Aloe14 | R Documentation |
This study reports sixteen studies on the effect sizes (correlation coefficients) between CMSE and emotional exhaustion (EE), depersonalization (DP), and (lowered) personal accomplishment (PA) reported by Aloe et al. (2014).
data("Aloe14")
A data frame with 16 observations on the following 14 variables.
Study
a factor with levels Betoret
Brouwers & Tomic
Bumen
Chang
Durr
Evers et al.
Friedman
Gold
Huk
Kress
Kumarakulasingam
Martin et al.
Ozdemir
Skaalvik and Skaalvik
Williams
Year
Year of publication
EE
Emotional exhaustion
DP
Depersonalization
PA
(Lowered) personal accomplishment
V_EE
Sampling variance of emotional exhaustion
V_DP
Sampling variance of depersonalization
V_PA
Sampling variance of (lowered) personal accomplishment
C_EE_DP
Sampling covariance between EE and DP
C_EE_PA
Sampling covariance between EE and PA
C_DP_PA
Sampling covariance between DP and PA
Publication_type
Either Dissertation
or Journal
Percentage_females
Percentage of females in the study
Years_experience
Average years of experience
Aloe, A. M., Amo, L. C., & Shanahan, M. E. (2014). Classroom management self-efficacy and burnout: A multivariate meta-analysis.

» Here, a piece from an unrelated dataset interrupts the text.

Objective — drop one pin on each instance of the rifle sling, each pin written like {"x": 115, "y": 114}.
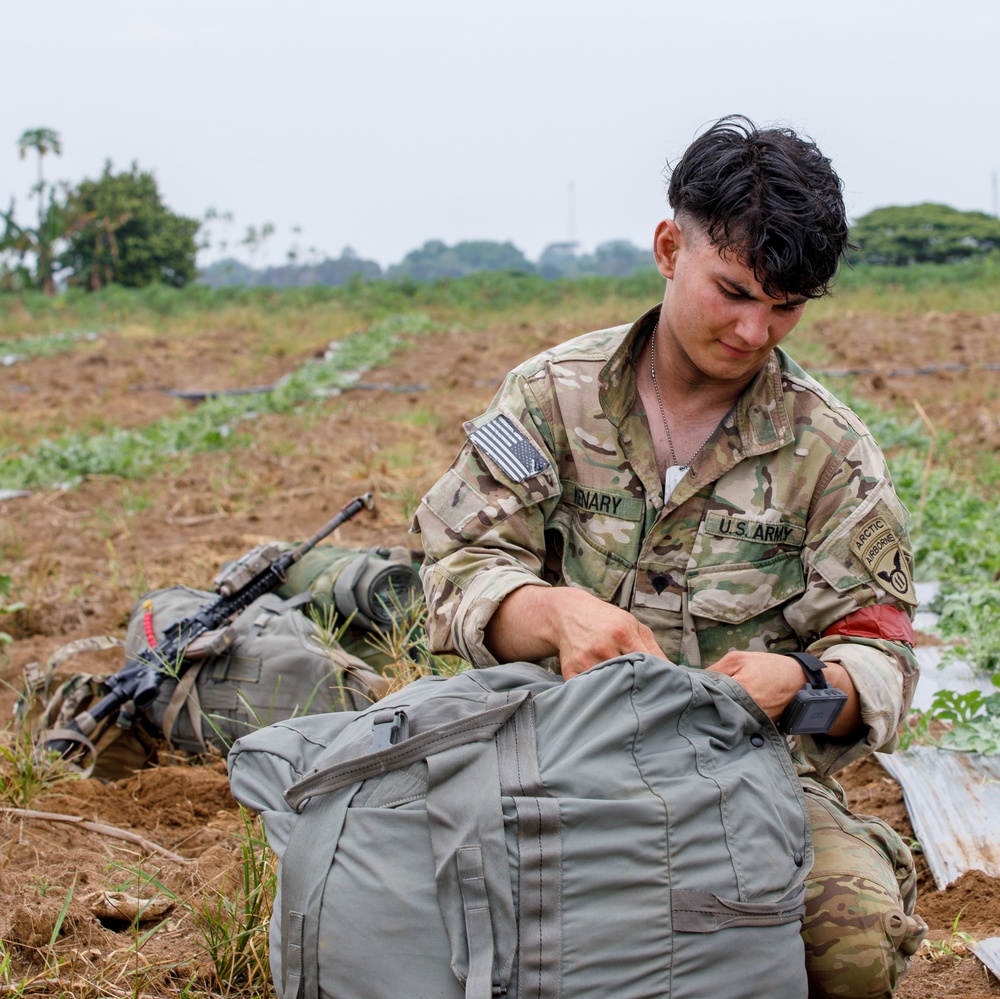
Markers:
{"x": 185, "y": 693}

Educational Psychology Review, 26(1), 101-126. doi:10.1007/s10648-013-9244-0
data(Aloe14)
## Random-effects meta-analysis
meta1 <- meta(cbind(EE,DP,PA),
cbind(V_EE, C_EE_DP, C_EE_PA, V_DP, C_DP_PA, V_PA),
data=Aloe14)
## Remove error code
meta1 <- rerun(meta1)
summary(meta1)
## Extract the coefficients for the variance component of the random effects
coef1 <- coef(meta1, select="random")
## Convert it into a symmetric matrix by row major
my.cov <- vec2symMat(coef1, byrow=TRUE)
## Convert it into a correlation matrix
cov2cor(my.cov)
## Plot the multivariate effect sizes
plot(meta1)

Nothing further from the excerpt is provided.